Cuando nos reunimos domingo tras domingo para celebrar la Eucaristía, quizás no siempre somos lo bastante conscientes de lo que realmente vivimos. La liturgia no es solo una sucesión de ritos o de palabras que repetimos; es el gran momento en que Cristo resucitado se hace presente en medio de su pueblo. Por eso la Iglesia nos enseña que la liturgia es fuente y culmen de la vida cristiana: fuente, porque de ella brota la gracia que alimenta nuestra fe; y culmen, porque todo lo que hacemos como cristianos –la oración, la caridad, el testimonio– tiende a culminar en el encuentro con el Señor que se nos da en su Palabra y en su Cuerpo y su Sangre.

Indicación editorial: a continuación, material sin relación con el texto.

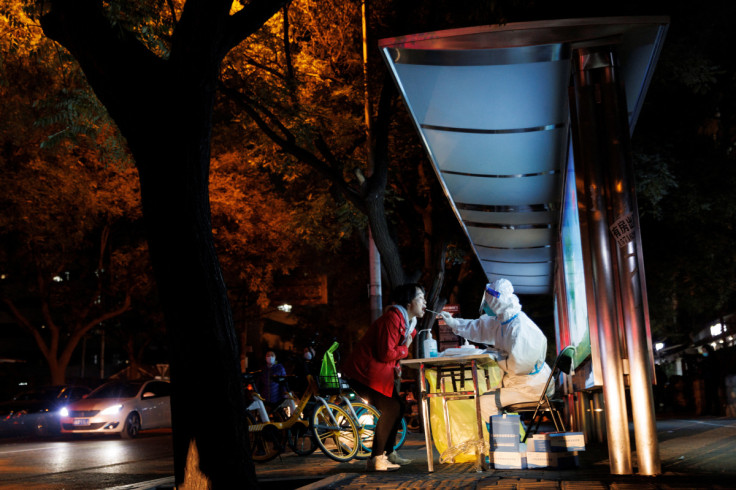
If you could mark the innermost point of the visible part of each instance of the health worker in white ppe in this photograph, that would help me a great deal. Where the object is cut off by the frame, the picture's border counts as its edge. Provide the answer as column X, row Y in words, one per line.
column 522, row 345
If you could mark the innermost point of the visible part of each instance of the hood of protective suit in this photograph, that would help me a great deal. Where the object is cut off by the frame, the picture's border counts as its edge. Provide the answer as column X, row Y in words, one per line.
column 500, row 299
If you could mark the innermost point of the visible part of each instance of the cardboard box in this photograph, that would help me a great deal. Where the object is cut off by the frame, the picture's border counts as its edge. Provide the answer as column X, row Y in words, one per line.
column 504, row 433
column 552, row 460
column 567, row 441
column 506, row 460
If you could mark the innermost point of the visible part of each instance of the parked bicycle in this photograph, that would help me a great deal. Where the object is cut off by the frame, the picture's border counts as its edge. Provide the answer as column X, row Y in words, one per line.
column 334, row 431
column 364, row 414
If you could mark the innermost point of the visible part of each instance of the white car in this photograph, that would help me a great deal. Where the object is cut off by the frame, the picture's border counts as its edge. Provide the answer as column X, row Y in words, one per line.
column 122, row 407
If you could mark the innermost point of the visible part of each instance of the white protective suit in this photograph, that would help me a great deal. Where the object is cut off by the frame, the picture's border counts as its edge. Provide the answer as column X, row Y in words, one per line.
column 522, row 344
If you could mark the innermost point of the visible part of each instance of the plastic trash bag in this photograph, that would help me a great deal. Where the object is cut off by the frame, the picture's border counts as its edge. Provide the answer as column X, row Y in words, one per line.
column 463, row 421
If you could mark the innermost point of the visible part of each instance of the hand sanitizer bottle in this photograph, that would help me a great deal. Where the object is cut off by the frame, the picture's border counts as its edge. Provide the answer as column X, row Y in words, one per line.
column 430, row 346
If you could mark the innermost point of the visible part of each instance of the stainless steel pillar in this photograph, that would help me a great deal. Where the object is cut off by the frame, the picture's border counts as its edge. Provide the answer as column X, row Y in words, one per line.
column 590, row 148
column 626, row 249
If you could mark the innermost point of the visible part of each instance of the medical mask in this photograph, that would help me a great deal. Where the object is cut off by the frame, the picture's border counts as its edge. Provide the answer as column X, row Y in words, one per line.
column 484, row 307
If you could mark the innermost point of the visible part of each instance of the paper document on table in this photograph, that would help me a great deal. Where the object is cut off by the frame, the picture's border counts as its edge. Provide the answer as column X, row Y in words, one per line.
column 460, row 351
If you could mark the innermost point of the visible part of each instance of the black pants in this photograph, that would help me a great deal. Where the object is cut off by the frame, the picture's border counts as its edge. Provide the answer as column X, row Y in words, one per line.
column 389, row 423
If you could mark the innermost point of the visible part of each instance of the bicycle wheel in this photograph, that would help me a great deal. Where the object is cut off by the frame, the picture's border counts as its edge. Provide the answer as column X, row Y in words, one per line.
column 301, row 440
column 367, row 420
column 338, row 441
column 298, row 437
column 264, row 443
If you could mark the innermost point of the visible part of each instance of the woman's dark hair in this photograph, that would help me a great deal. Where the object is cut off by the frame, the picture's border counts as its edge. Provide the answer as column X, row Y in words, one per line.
column 405, row 294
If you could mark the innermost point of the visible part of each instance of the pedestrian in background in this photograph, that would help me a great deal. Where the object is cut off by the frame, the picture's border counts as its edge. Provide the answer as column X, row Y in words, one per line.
column 271, row 390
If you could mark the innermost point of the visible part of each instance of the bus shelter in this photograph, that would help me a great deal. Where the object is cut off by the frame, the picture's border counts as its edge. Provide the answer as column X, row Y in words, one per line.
column 528, row 127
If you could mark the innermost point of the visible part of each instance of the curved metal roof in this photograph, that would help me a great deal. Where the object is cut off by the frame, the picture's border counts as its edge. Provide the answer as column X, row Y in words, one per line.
column 490, row 104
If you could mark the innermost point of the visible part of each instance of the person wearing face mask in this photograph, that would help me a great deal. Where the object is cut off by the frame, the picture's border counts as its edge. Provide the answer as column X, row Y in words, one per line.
column 272, row 391
column 522, row 344
column 373, row 368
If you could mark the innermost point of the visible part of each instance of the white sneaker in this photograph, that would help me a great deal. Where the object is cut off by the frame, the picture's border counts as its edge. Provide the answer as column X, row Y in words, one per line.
column 380, row 463
column 396, row 459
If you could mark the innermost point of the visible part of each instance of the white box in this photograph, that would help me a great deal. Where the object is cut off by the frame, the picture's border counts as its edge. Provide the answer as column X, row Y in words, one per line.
column 507, row 460
column 567, row 441
column 504, row 432
column 552, row 460
column 539, row 443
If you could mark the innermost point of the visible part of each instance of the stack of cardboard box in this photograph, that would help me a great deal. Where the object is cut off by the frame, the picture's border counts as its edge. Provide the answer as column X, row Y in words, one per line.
column 556, row 450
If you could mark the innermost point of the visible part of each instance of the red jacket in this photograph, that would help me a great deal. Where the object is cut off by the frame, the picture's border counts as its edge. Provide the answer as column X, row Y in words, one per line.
column 376, row 355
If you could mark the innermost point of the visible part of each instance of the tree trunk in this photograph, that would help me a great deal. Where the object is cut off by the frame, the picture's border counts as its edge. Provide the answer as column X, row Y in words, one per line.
column 205, row 362
column 164, row 110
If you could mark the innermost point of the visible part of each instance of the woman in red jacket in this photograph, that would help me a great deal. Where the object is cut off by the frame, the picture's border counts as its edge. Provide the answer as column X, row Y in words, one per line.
column 373, row 369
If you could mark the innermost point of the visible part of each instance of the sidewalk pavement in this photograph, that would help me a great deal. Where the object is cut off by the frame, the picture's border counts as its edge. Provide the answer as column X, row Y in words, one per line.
column 695, row 453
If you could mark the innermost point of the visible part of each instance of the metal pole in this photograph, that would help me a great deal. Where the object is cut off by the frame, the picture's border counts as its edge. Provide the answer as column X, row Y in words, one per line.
column 374, row 257
column 627, row 251
column 588, row 158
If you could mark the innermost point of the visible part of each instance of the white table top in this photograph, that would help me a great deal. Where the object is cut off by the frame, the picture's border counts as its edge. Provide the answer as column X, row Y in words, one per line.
column 482, row 360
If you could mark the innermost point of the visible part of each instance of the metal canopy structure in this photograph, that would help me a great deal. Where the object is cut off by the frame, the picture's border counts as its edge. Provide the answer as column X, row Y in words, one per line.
column 491, row 106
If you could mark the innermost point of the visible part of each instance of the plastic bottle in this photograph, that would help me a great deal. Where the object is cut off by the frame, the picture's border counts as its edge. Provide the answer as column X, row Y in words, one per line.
column 430, row 346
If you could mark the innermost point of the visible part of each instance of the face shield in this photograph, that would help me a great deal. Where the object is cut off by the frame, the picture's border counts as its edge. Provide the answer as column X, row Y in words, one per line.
column 485, row 308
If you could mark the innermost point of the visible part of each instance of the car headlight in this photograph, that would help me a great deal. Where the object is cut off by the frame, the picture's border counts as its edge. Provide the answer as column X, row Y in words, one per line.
column 112, row 410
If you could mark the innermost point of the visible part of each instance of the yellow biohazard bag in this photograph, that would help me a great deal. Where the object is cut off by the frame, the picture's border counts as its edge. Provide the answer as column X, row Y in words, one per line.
column 462, row 414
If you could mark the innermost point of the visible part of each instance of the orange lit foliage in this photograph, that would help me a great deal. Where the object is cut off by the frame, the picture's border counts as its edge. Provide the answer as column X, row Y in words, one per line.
column 71, row 204
column 260, row 232
column 65, row 214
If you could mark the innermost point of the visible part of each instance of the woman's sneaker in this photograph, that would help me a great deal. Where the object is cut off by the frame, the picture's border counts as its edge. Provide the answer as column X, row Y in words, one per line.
column 380, row 463
column 396, row 459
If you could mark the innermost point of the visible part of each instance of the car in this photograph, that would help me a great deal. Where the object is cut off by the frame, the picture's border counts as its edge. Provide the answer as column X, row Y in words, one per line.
column 120, row 407
column 36, row 411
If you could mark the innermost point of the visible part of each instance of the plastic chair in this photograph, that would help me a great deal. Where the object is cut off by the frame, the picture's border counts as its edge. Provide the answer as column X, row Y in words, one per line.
column 563, row 364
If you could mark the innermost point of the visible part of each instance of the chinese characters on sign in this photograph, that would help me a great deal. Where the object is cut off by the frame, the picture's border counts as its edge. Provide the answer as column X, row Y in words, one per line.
column 623, row 229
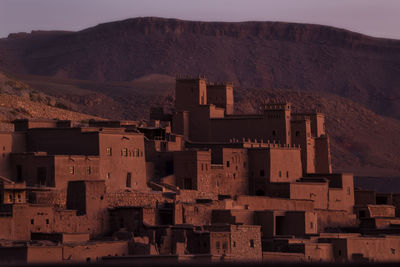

En nuestra comunidad parroquial, vivir la liturgia con profundidad significa descubrir en ella el corazón de todo lo que somos y hacemos. Las reuniones, las actividades, las catequesis o las obras de servicio solo tendrán fuerza si nacen de la celebración y nos conducen nuevamente a ella. La liturgia nos une: ya no somos individuos dispersos, sino el Pueblo de Dios que alaba, pide y da gracias con una sola voz. Por eso es necesario cuidar la belleza de nuestras celebraciones: las palabras, los cantos, el silencio, la participación activa y consciente de todos. No se trata de hacer las cosas “bonitas”, sino de dejar que Dios sea realmente el centro. Cuando celebramos con fe, la liturgia transforma los corazones y nos envía al mundo como testigos del Reino.
Que cada Eucaristía sea, para nuestra parroquia, el manantial de una vida nueva y la cumbre hacia la que miramos, sabiendo que lo que celebramos en el sacramento es lo que estamos llamados a vivir cada día.